Pointwise Pairwise (induced margins)
Oracle alignment Pearson r = 0.39, R² = −0.026 Accuracy = 73.6%; AUC = 0.707
When judge is decisive 61% of scores exactly 0.85 84.6% same-prompt accuracy

The natural estimand is therefore the oracle win rate $\theta_{A,B} = \mathbb{E}[\mathbf{1}{Q(X, R_A) > Q(X, R_B)}]$: the probability policy A beats policy B on a random prompt. Gao et al. (2024) target the same estimand using Bayesian inference over a human-labeled subset; the approach here instead fits a calibration map $m(z) = \mathbb{E}[Y_{A,B} \mid Z_{A,B} = z]$ on the oracle slice and, by the law of iterated expectations, recovers $\theta_{A,B} = \mathbb{E}[m(Z_{A,B})]$ as a consistent plug-in estimator. A symmetric logistic fit ( $\hat{\beta} = 4.26$) maps judge margins to calibrated win probabilities and ensures $\theta_{A,B} + \theta_{B,A} = 1$.

The plug-in estimator $\hat{\theta}_{A,B}$ has two variance components: sampling over the unlabeled comparisons, and estimation error in $\hat{m}$ from the finite oracle slice. Standard confidence intervals account only for the first; propagating both requires jackknife or nested bootstrap over the full oracle-then-calibrate pipeline. (Naive intervals that treat judge scores as ground truth are systematically overconfident, as CJE documents in detail.)

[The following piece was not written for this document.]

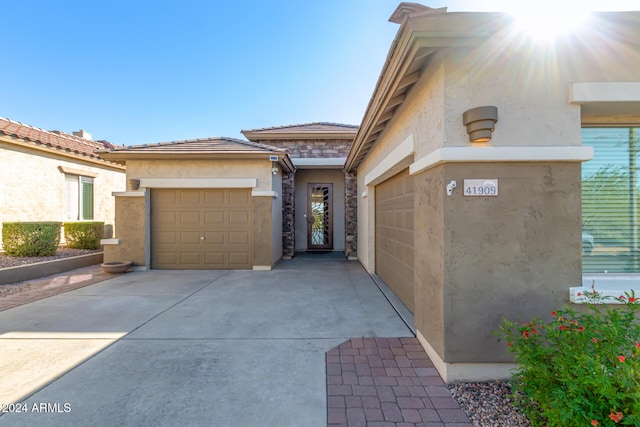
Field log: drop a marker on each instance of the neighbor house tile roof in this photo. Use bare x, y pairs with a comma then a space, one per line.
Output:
55, 140
309, 127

One practical issue arises for $K ≥ 3$ policies. Pairwise win rates and mean oracle scores agree on a ranking if and only if one policy is better than another consistently across all prompt types. The same-prompt comparisons show this need not hold: the parallel-universe-prompt policy wins 60% of head-to-heads against base despite having a lower mean oracle score (diff = −0.087). The only way this can happen is if it is better than base on some prompt types and worse on others, winning enough of the former to lead in head-to-heads while losing on average. That heterogeneity is precisely what generates Condorcet cycles with a third policy: if some policy C were better than parallel-universe on the prompts where parallel-universe beats base, while losing to base overall, we would have a cycle. We cannot observe this directly here — we only have base-vs-target comparisons, not target-vs-target — but the conditions that produce cycles are demonstrably present. For K ≥ 3 policies we recommend estimating the full win-rate matrix and running a non-transitivity test before summarizing into a Bradley-Terry ranking. If the test does not reject, standard BT applies. If it does, winference provides two structured responses rather than simply falling back to the raw matrix: if the non-transitivity is driven by prompt heterogeneity — different models excelling on different task types — fit Bradley-Terry per prompt category and compose win rates for any target distribution as a weighted sum across categories; if cycles persist even after conditioning on category, use Hodge decomposition to split the win-rate matrix into a transitive (gradient) component that can be calibrated to a scalar ranking and a cyclic (curl) component that cannot, then report the curl fraction as the share of preference variance your ranking ignores.